Review and photos by Takama, edited by Suspsy
Ever since someone reviewed a Boley Dilophosaurus, I began to rethink exactly what is open for reviewing on this blog. I thought I would test the waters by reviewing one of my cheap “Chinasaurs” brand dinosaurs that I have been buying every time I go to the local vegetable or fruit festivals, whenever they are available.
Before I start, I just want to get one thing straight. This is a cheap toy that will never stand up to the likes of Safari, CollectA, Papo, or even Schleich. And it has many accuracy problems to boot. The toy I’m reviewing is part of a small group of dinosaurs made by Rhode Island Novelty, which, from what I can tell, is basically a party supplies outlet. Now, these dinosaurs are cheaply made, but they are still durable enough for rough play unlike the Jurassic World Bashers and Biters toys. The reason they look so outdated is because they have been around since the 1990s’ (I remember getting some of them back in those days). As such, I’m not going to be as critical as I am with most other toys I review for this blog.
The Rhode Island Novelty Velociraptor is your standard 20th century depiction of a dromaeosaur, which is to say it looks less like a Velociraptor and more like a Deinonychus. Despite this, it is made in a tripod pose. The details on it are very lacking. The whole body is just covered in round lines and the teeth are very blunted. Of course, since this is a standard toy from the 90s’, it remains featherless and its hands are pronated. Honestly, because of this toy’s classic look, I really like it, as it’s something that could be found in a Ray Harryhausen movie. The only reason I think he did not include one in any of his works is because dromaeosaurs were not as popular when he was still working his stop motion magic during the 80s’. The colours on this guy are dark orange and brown with some darker brown highlights. The teeth are white and the eyes are an evil red. As far as I can see, the base colour of this model is grey and the whole bottom part of the body is not painted.

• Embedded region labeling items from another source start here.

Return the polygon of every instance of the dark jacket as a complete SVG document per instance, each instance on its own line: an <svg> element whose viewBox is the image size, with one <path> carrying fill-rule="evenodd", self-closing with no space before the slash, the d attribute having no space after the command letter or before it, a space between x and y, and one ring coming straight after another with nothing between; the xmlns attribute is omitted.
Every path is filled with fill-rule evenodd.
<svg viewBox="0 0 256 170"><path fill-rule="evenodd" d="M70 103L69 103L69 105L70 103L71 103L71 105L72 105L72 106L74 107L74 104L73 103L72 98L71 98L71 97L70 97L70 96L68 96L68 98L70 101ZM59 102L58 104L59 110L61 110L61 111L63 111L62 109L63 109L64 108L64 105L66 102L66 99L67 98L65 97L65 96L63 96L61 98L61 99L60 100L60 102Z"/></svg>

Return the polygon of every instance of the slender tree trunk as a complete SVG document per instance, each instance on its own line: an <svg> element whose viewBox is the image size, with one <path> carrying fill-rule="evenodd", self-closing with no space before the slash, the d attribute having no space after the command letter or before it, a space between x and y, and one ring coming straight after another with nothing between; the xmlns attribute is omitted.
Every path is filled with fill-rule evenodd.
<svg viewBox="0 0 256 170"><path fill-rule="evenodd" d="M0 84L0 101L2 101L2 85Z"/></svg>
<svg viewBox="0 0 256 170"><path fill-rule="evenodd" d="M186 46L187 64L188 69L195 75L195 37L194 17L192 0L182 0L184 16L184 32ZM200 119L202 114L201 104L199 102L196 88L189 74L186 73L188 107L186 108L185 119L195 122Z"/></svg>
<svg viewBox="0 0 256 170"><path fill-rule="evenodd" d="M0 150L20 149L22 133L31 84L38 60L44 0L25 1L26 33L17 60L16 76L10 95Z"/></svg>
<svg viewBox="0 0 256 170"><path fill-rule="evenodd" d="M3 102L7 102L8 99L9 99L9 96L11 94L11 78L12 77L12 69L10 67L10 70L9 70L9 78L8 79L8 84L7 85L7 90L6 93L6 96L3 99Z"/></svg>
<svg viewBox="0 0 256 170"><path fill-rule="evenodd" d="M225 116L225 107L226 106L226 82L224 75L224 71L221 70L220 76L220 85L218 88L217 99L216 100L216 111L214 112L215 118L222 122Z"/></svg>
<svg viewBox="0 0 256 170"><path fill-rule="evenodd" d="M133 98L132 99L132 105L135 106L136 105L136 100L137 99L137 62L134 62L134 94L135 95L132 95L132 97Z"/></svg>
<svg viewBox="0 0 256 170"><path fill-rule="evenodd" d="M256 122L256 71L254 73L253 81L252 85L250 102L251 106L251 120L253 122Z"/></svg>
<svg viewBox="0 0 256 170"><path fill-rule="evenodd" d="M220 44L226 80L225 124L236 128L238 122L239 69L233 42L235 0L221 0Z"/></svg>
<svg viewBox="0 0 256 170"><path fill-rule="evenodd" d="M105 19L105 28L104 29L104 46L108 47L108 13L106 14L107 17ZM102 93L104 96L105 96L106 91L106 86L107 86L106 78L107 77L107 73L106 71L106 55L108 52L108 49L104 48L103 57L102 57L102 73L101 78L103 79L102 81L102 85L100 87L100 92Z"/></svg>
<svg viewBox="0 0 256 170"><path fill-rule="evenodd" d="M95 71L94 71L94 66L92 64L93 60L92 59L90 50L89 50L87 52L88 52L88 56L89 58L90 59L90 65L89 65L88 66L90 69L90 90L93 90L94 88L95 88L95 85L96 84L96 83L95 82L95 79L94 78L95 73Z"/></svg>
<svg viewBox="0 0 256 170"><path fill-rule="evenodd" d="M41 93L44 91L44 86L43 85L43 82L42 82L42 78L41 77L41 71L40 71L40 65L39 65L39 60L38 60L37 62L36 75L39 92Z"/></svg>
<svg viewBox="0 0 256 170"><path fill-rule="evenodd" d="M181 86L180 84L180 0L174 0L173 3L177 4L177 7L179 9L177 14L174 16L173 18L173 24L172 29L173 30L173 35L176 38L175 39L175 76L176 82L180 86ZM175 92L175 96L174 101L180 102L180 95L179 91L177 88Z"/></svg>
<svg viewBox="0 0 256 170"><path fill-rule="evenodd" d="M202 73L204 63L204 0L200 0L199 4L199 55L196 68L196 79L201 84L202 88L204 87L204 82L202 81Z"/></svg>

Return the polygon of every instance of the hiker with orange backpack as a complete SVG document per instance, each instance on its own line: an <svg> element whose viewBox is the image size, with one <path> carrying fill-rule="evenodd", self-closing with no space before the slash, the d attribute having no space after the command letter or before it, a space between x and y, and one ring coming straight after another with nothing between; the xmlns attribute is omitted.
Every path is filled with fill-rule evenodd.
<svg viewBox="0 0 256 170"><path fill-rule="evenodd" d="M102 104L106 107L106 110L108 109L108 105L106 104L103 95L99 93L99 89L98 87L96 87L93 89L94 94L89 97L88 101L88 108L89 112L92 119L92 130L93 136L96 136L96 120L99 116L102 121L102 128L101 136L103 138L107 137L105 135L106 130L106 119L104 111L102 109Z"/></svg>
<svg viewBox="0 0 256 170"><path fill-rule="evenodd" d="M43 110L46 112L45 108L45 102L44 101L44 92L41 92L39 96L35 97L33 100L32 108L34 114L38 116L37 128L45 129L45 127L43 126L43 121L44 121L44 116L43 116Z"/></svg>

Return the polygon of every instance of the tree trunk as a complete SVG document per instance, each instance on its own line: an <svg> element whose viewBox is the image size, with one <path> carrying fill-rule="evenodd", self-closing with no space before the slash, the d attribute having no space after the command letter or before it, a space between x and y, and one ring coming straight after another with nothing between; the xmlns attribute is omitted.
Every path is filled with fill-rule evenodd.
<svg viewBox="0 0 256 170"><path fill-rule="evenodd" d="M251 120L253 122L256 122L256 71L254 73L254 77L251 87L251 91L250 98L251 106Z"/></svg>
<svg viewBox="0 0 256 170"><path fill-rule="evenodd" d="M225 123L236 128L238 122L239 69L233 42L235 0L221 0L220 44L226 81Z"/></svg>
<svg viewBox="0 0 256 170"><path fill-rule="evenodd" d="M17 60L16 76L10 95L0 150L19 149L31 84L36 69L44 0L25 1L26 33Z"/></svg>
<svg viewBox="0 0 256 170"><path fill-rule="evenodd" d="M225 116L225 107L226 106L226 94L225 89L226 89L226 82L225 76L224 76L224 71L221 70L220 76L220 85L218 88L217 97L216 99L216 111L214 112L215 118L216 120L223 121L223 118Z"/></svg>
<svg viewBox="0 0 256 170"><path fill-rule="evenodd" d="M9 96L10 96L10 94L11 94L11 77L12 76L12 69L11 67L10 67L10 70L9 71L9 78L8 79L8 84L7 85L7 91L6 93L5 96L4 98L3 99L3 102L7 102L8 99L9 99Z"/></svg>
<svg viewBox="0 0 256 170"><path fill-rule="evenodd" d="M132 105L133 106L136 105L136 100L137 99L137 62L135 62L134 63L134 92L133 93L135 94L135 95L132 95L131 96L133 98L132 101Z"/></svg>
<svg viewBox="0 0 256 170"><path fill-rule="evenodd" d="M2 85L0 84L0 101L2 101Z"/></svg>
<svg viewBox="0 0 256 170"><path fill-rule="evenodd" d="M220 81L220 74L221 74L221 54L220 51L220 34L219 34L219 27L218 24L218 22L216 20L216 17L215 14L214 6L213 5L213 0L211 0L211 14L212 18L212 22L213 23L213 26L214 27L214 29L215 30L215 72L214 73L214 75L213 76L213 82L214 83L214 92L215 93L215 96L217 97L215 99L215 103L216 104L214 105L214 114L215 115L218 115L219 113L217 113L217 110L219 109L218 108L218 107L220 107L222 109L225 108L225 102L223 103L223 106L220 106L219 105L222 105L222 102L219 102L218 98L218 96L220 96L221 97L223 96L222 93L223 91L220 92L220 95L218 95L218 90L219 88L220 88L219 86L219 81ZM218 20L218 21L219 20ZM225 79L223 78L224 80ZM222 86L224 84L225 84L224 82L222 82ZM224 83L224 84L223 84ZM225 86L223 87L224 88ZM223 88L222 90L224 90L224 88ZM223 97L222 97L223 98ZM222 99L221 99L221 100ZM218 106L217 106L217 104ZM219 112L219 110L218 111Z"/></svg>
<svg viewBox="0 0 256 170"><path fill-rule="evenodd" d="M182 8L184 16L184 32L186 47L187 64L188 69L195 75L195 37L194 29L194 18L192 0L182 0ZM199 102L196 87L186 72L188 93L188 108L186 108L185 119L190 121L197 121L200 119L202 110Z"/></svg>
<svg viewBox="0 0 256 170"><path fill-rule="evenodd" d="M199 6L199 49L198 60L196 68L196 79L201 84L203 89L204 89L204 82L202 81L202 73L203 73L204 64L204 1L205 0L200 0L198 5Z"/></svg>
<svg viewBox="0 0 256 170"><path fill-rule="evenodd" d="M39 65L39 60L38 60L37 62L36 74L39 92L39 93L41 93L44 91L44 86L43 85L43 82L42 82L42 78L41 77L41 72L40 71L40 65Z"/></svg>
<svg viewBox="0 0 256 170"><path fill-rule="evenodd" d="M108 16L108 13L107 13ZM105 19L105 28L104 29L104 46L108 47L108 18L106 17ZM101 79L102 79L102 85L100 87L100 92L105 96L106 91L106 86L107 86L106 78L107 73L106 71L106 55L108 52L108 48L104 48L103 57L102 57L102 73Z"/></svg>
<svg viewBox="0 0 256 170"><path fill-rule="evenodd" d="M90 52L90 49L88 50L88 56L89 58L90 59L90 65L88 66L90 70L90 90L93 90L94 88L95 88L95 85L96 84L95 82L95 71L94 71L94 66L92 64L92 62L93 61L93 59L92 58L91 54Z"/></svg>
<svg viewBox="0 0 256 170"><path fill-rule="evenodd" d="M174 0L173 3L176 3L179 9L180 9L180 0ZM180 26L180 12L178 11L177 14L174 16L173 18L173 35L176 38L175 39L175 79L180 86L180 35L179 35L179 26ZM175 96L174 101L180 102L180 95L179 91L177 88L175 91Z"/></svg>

Overall, I can’t recommend this at all to dinosaur collectors. It’s pretty darn cheap, and can be bought in a set from the website I linked to above. I bought mine separately from a vendor at one of my local festivals. As of now, I only have seven of the twelve little figures, and I do not plan on buying them in bulk from the website. Instead, I will buy these models whenever I visit a festival and find a vendor that sells them.